Lightweight Algorithm Service Architecture Based on Offline Tag Knowledge Base and Real‑time Data Warehouse
This article presents a lightweight algorithm service solution that combines an offline pre‑computed tag knowledge base with a real‑time data warehouse using Flink, Doris, Hive SQL and Python to achieve short development cycles, agile iteration, low cost, and scalable deployment for classification and clustering tasks.
Background – Spark Thinking is an online education company that, after the "double reduction" policy, needed fast, cost‑effective algorithm services for user segmentation and targeting. Traditional online model deployment was costly and slow, creating a gap between demand and supply.
Technical Framework – The solution adopts a dual‑module design: an offline module that pre‑computes model predictions into a hash‑based tag knowledge base stored in Doris, and a real‑time module that uses Flink to fetch user tags and query the offline knowledge base. This decouples model training from online inference, reduces resource consumption, and shortens deployment time.
Key Technical Nodes
Feature Discretization – Continuous features are binned (e.g., equal‑frequency, equal‑width, clustering, decision‑tree) and the binning logic is applied consistently in both offline Hive SQL and real‑time Doris.
Label Selection – Low‑value features are removed via RFE or SHAP; rare labels are merged into an "other" category. An automated workflow periodically updates label selections based on sample size and contribution.
Hierarchical "Printing" of Hash Tables – The model is split into layers (5‑6 features per layer). Each layer trains a sub‑model, generates a sub‑hash table, and passes its predictions to the next layer, effectively compressing the hash table while preserving most predictive power.
Historical "Dictionary" vs. Hash "Dictionary" – For scenarios where most feature combinations have appeared historically, a compact historical dictionary replaces the exhaustive hash table, reducing storage and simplifying deployment, though at the risk of missing unseen combinations.
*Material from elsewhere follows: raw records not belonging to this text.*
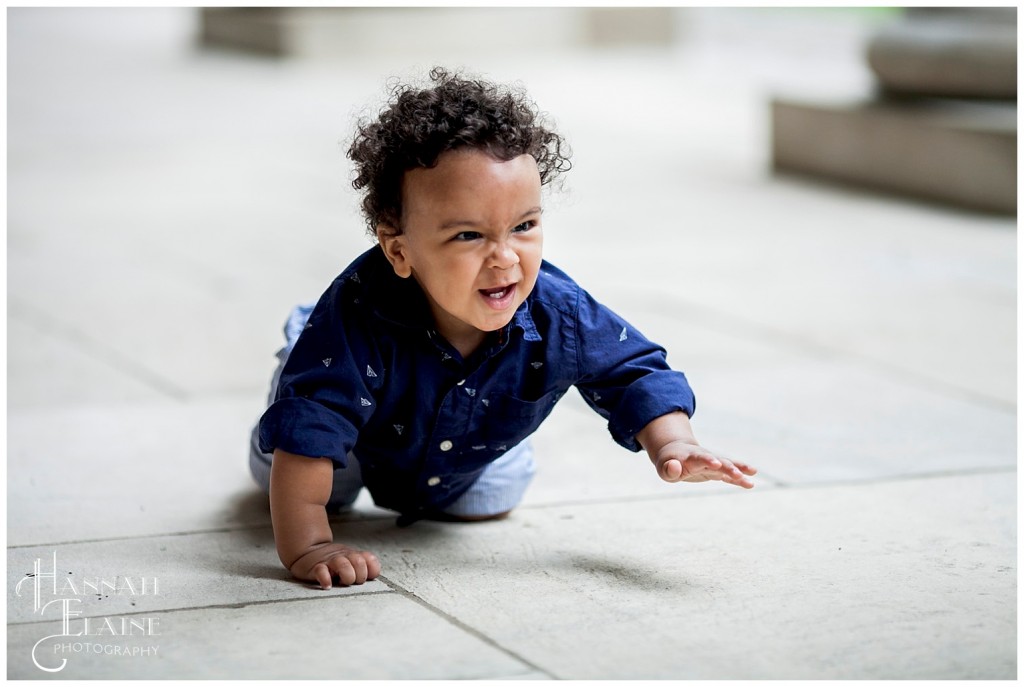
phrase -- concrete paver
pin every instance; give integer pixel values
(171, 205)
(865, 582)
(358, 637)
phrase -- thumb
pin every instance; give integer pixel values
(671, 470)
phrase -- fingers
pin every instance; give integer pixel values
(702, 467)
(674, 470)
(733, 473)
(322, 575)
(346, 565)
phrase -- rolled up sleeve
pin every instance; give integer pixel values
(328, 389)
(624, 376)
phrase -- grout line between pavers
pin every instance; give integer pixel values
(98, 351)
(243, 604)
(398, 589)
(777, 484)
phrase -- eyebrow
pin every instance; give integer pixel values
(453, 223)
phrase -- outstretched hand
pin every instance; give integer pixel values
(323, 563)
(684, 462)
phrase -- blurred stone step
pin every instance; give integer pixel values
(954, 152)
(333, 32)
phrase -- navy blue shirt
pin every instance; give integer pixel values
(371, 376)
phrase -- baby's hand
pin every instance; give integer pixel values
(684, 462)
(325, 561)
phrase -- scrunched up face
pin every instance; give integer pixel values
(471, 238)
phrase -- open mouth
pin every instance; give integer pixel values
(499, 297)
(499, 293)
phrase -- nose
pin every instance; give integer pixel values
(503, 257)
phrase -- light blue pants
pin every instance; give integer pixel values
(499, 488)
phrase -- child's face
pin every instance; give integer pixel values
(471, 238)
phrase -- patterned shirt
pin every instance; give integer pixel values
(370, 376)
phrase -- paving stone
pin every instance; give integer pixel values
(884, 581)
(116, 471)
(190, 570)
(44, 370)
(355, 637)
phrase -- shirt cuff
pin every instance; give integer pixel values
(647, 398)
(306, 428)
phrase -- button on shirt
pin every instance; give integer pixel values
(371, 377)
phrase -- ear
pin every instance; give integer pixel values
(392, 243)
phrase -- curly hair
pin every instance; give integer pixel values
(418, 125)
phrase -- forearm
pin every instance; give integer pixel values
(664, 430)
(300, 487)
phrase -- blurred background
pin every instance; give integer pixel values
(759, 189)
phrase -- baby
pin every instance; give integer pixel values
(430, 359)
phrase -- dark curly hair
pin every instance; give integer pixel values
(418, 125)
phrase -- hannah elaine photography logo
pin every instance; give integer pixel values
(61, 597)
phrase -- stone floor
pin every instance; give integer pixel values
(168, 205)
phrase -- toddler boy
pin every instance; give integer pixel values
(427, 363)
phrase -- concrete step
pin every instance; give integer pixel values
(954, 152)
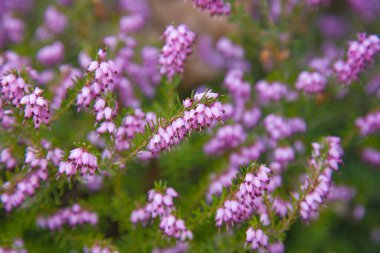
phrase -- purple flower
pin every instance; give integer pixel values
(214, 7)
(178, 42)
(36, 106)
(311, 82)
(360, 54)
(198, 118)
(325, 159)
(80, 160)
(257, 239)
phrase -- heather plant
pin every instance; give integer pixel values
(111, 140)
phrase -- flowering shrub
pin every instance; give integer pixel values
(112, 139)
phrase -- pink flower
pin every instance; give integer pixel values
(80, 160)
(36, 106)
(178, 42)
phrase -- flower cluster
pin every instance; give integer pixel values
(257, 238)
(7, 120)
(279, 128)
(161, 205)
(227, 137)
(311, 82)
(178, 42)
(80, 160)
(16, 192)
(7, 159)
(180, 247)
(36, 106)
(246, 199)
(69, 74)
(359, 55)
(239, 158)
(325, 159)
(176, 228)
(72, 216)
(214, 7)
(104, 74)
(194, 119)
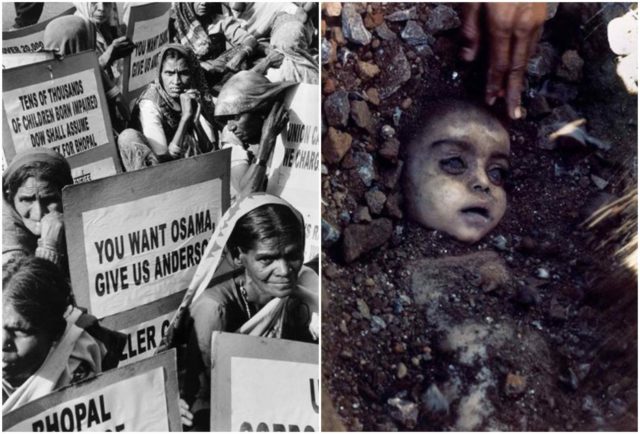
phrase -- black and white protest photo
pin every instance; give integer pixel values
(161, 216)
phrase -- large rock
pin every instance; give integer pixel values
(570, 68)
(442, 18)
(543, 61)
(361, 115)
(403, 15)
(396, 70)
(359, 239)
(335, 145)
(414, 35)
(336, 109)
(353, 26)
(332, 9)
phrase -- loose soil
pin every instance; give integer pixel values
(557, 335)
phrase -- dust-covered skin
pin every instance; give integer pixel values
(456, 169)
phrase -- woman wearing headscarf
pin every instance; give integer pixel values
(174, 114)
(43, 347)
(261, 287)
(71, 34)
(253, 114)
(206, 28)
(32, 221)
(291, 39)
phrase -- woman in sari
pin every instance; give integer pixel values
(173, 116)
(253, 114)
(32, 223)
(261, 287)
(71, 34)
(206, 28)
(111, 44)
(43, 346)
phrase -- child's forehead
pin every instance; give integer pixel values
(465, 131)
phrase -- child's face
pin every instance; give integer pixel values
(457, 173)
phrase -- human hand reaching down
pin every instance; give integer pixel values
(511, 31)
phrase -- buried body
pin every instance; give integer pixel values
(456, 167)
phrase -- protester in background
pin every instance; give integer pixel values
(264, 291)
(258, 17)
(252, 112)
(32, 221)
(111, 44)
(206, 29)
(291, 39)
(70, 35)
(27, 14)
(174, 115)
(41, 350)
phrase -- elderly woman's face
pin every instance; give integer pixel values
(24, 345)
(34, 199)
(176, 76)
(458, 173)
(100, 13)
(202, 8)
(272, 266)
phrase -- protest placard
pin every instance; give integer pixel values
(143, 336)
(27, 39)
(148, 28)
(140, 397)
(60, 105)
(263, 384)
(294, 170)
(138, 237)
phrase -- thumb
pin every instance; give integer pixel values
(470, 31)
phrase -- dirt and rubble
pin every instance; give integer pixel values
(532, 328)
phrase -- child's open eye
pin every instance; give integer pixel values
(453, 165)
(498, 175)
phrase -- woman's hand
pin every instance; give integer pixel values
(236, 61)
(52, 231)
(186, 417)
(274, 59)
(275, 122)
(119, 48)
(189, 103)
(512, 31)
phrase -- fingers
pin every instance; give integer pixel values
(471, 31)
(499, 63)
(186, 416)
(516, 74)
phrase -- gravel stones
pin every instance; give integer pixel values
(361, 115)
(336, 109)
(514, 385)
(361, 238)
(403, 15)
(414, 35)
(396, 70)
(367, 70)
(434, 404)
(403, 411)
(332, 9)
(385, 33)
(353, 26)
(543, 62)
(570, 68)
(375, 200)
(335, 145)
(442, 18)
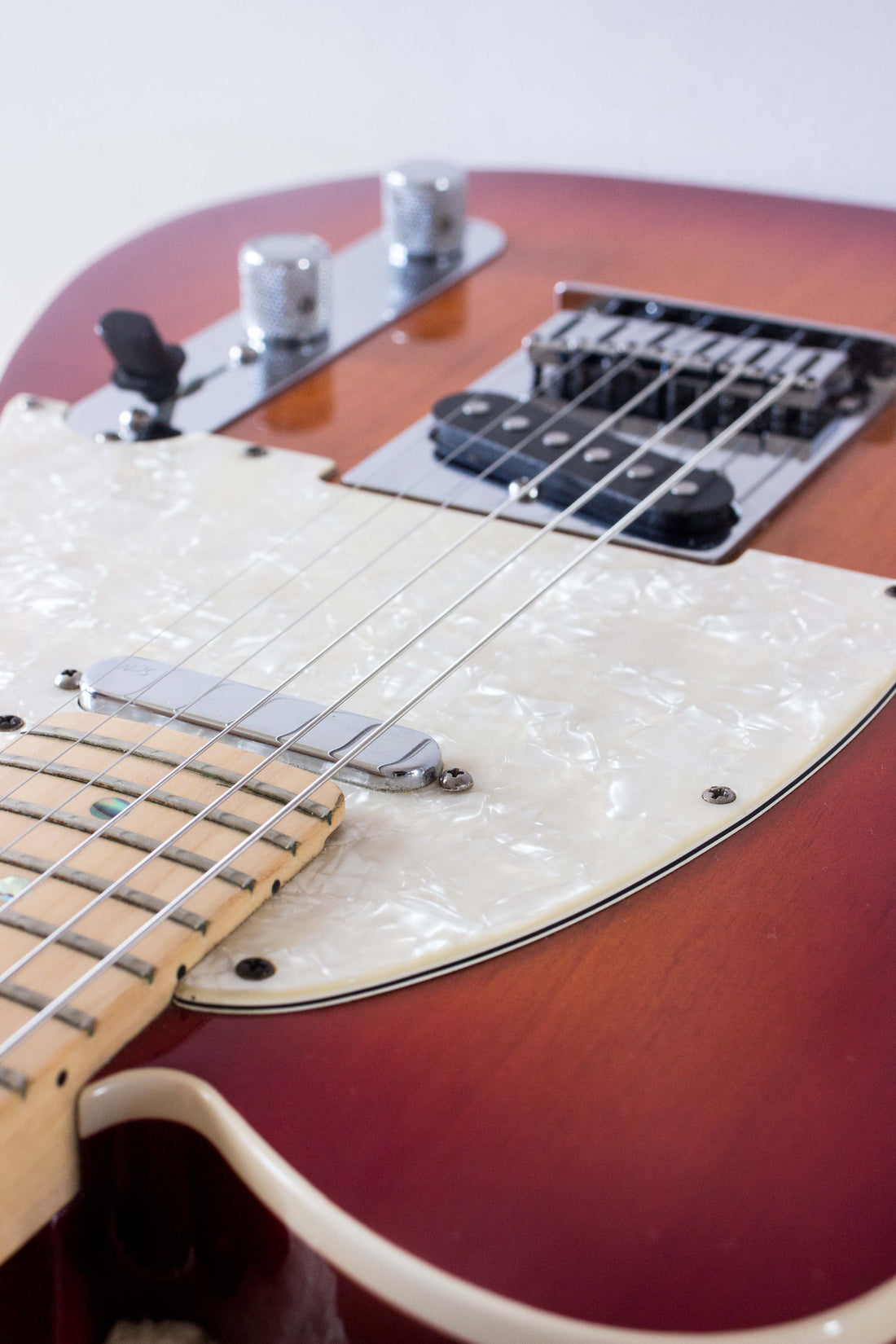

Implementation Case – Using this architecture, Spark Thinking built several algorithm services for new‑customer acquisition, achieving AUC scores of 0.7‑0.8, annualized GMV gains close to ten million RMB, and a total cost of about 600,000 RMB with ROI >10. The system demonstrated high reliability (fewer than five bugs per year) and low maintenance overhead.
Summary and Outlook – The offline‑precompute approach lowers deployment barriers, improves iteration agility, and ensures long‑term model effectiveness through periodic retraining. While the hash‑based solution handles 20‑30 features and the historical dictionary up to ~40, scalability remains limited for very large feature sets, positioning the solution as a practical, cost‑effective option for medium‑size enterprises and short‑term operational strategies.